Saturday, October 14

Saturday in the park

Michelle swooped into town Friday afternoon*, for a couple days' visit. We're taking in some of the culinary delights, amongst other stuff, which gave me a chance to sample places I haven't visited before (since my 13+ years here in Dallas).
*Just before she arrived, I dropped by St Paul's Hospital to see how Trish-Bob was doing after her surgery. Turns out I was the First Visitor Of The Day - woo hoo! By the way, it turns out that St. Paul's Hospital is unrelated to Mrs. Paul's Fish Sticks - whoda thunkit?
One of these is Luby's Cafeteria, a chain with lots of Texas history. Not unexpectedly, we were the youngest ones there at the 6pm dinnertime (by at least 20 years). Notable: a very large analog clock on the wall, so that even the most vision-challenged senior wouldn't have trouble knowing the time. I had baked sole almandine along with some broccoli and other veggies, which wasn't half bad. No complaints.

The next day, we waited 20 minutes (Saturday-noon) to have a late breakfast at Cindi's New York Delicatessen (four locations). I had a veggie omelet which came with real hashbrowns (unlike Deli News) and a short stack-o-pancakes. That was plenty to keep me going until we fed again, around 8pm at Spring Creek Barbecue, where we skillfully dodged The Bread Girl's repeated attempt to fatten us up.

Between feedings, we nosed around Saigon-Taipei market (Garland) and scored a couple dragonfruit, and then Michelle found a coolie hat at Hiep Thai market (Garland) to close out the ensemble.


William Bob said...

You sure about the lack of a connection between St. Paul's Hospital and Mrs. Paul's Fish Sticks?

There may be no direct link with the Hospital, but Paul clearly wrote in his third letter to the Corinthians about a harrowing sea journey, during which he was washed overboard and saved by a large school of fish.

Though alive, he was severely injured and was nursed slowly back to health by his wife and what passed then for a hospital.

The experience was the foundation for his conversion (refuting the story about the road to Damascus) and Paul sold everything he had, donated it to the hospital, and left his wife to preach.

Mrs. Paul (or Mrs. Saul, as she was known then) was very angry about being abandoned by her husband with nothing, and turned to fishing to support herself. Some speculated that she took up this profession, which was much below her social status, in a sort of retribution for the role that fish played in saving her husband and setting him on his religious path.

However, there is no known association between today's St.
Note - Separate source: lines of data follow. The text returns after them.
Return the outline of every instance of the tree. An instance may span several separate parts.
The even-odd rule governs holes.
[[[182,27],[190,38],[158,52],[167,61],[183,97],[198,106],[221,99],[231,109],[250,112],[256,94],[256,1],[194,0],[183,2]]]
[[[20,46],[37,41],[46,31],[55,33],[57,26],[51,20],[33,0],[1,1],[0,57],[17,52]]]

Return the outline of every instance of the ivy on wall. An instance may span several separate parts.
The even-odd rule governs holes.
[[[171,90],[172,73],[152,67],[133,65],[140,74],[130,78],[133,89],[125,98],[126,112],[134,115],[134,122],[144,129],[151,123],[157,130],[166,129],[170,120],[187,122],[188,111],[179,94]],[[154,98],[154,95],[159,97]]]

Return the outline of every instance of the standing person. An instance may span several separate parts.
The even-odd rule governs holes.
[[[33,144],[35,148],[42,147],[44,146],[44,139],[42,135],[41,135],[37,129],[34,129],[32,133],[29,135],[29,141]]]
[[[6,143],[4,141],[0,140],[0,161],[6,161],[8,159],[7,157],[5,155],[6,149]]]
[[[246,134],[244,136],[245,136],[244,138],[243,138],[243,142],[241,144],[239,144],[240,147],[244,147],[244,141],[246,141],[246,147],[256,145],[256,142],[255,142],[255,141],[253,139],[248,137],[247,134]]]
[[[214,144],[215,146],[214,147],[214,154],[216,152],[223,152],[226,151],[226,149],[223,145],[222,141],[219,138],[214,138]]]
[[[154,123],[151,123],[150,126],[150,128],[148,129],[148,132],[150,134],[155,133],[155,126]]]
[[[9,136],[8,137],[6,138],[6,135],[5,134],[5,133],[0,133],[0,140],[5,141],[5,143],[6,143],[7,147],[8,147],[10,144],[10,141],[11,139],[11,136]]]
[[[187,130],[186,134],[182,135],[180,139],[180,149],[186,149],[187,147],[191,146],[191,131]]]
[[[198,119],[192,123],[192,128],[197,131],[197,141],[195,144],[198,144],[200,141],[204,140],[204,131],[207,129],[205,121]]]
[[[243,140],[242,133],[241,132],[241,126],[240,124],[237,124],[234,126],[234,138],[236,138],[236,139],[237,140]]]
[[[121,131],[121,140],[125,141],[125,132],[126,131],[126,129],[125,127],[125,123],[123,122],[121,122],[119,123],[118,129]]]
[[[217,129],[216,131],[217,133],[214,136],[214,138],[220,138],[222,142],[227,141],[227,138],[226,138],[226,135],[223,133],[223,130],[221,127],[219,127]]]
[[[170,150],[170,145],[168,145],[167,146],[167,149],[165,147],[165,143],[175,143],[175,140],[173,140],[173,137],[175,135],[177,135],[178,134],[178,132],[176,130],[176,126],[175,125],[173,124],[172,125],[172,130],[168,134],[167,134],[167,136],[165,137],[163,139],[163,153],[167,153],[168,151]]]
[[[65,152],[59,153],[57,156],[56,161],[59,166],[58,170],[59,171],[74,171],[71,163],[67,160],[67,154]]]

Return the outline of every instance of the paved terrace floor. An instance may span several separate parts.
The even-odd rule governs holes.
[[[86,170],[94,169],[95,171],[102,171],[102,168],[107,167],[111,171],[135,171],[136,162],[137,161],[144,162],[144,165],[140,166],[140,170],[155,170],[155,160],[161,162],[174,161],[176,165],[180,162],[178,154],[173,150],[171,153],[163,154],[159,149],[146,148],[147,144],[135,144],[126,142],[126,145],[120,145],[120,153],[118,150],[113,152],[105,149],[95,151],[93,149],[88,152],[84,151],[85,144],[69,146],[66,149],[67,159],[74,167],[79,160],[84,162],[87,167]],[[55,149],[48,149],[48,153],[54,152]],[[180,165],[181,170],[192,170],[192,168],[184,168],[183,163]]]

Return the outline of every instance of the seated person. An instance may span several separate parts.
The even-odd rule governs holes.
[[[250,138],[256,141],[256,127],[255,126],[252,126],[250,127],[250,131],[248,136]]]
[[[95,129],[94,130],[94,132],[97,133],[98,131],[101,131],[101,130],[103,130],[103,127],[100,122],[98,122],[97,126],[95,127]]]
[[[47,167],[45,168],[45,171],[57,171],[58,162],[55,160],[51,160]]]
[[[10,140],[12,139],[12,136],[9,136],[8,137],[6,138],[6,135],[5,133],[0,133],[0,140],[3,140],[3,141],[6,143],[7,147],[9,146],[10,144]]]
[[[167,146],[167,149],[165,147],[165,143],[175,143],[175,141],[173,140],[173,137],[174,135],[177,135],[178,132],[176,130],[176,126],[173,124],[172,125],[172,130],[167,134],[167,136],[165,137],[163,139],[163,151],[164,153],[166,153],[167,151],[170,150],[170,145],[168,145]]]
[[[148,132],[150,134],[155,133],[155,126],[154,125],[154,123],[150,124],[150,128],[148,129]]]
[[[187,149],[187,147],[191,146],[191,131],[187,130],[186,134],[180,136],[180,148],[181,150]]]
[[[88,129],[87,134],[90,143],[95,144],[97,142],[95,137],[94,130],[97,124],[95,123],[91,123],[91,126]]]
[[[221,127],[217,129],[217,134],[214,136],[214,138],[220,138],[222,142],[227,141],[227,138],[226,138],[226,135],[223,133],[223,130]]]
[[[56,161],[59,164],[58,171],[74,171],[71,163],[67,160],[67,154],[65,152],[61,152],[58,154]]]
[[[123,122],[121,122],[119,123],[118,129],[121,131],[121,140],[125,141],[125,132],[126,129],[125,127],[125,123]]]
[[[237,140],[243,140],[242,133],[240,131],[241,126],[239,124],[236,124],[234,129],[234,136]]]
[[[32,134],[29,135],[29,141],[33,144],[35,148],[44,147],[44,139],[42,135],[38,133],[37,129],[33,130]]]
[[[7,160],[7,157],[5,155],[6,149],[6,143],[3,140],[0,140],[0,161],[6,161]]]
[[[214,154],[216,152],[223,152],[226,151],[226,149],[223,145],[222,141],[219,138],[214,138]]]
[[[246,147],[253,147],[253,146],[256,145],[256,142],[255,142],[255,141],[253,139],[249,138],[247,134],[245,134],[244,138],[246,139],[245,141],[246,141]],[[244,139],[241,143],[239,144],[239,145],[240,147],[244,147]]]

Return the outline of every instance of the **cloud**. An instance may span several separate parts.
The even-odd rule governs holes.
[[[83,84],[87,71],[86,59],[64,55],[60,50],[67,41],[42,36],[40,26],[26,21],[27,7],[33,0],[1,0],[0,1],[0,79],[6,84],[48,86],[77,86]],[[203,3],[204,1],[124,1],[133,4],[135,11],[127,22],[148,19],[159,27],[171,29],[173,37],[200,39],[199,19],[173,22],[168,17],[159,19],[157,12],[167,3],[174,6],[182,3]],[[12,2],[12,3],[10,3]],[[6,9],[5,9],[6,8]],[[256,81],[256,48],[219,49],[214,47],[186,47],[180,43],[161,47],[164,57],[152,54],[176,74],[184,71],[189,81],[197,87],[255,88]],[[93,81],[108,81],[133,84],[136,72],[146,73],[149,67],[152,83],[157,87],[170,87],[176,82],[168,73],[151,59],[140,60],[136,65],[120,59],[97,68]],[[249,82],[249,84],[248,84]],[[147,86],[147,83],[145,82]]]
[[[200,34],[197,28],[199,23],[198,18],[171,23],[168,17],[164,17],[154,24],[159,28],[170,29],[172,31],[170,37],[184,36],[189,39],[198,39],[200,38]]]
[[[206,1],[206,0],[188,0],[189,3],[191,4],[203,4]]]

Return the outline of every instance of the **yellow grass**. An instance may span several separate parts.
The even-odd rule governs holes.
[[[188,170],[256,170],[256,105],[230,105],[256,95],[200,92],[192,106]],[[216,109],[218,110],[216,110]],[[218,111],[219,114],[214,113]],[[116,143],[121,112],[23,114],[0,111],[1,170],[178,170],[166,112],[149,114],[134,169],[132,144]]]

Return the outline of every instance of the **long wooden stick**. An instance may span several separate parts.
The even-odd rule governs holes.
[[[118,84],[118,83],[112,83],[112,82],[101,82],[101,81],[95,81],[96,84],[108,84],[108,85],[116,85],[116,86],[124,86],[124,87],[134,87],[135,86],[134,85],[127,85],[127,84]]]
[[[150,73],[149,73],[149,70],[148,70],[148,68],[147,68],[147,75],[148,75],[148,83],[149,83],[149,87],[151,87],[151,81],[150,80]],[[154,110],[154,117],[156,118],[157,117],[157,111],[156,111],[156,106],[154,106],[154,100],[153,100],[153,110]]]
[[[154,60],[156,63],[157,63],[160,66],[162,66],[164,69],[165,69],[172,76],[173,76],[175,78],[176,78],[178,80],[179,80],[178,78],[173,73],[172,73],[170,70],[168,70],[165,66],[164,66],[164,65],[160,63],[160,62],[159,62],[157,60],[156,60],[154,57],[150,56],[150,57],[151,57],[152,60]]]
Paul's Hospital and the institution that cared for Paul, or between Mrs. Paul's food company and Mrs. Saul's fishing operation.

But is there a connection? You'll have to decide for yourself.

TrshTwns01 said...

I'm surprised you haven't sent me the pics from the hospital! I'm sure I looked STUNNING displaying the Stryker bedside table I so desperately want! I'm even more surprised you haven't publicly posted them so I know what I need to change for when people come visit me next time.

BTW - just took a shower and it has to be the CLEANEST I have felt in my life. Oooohhhhhh.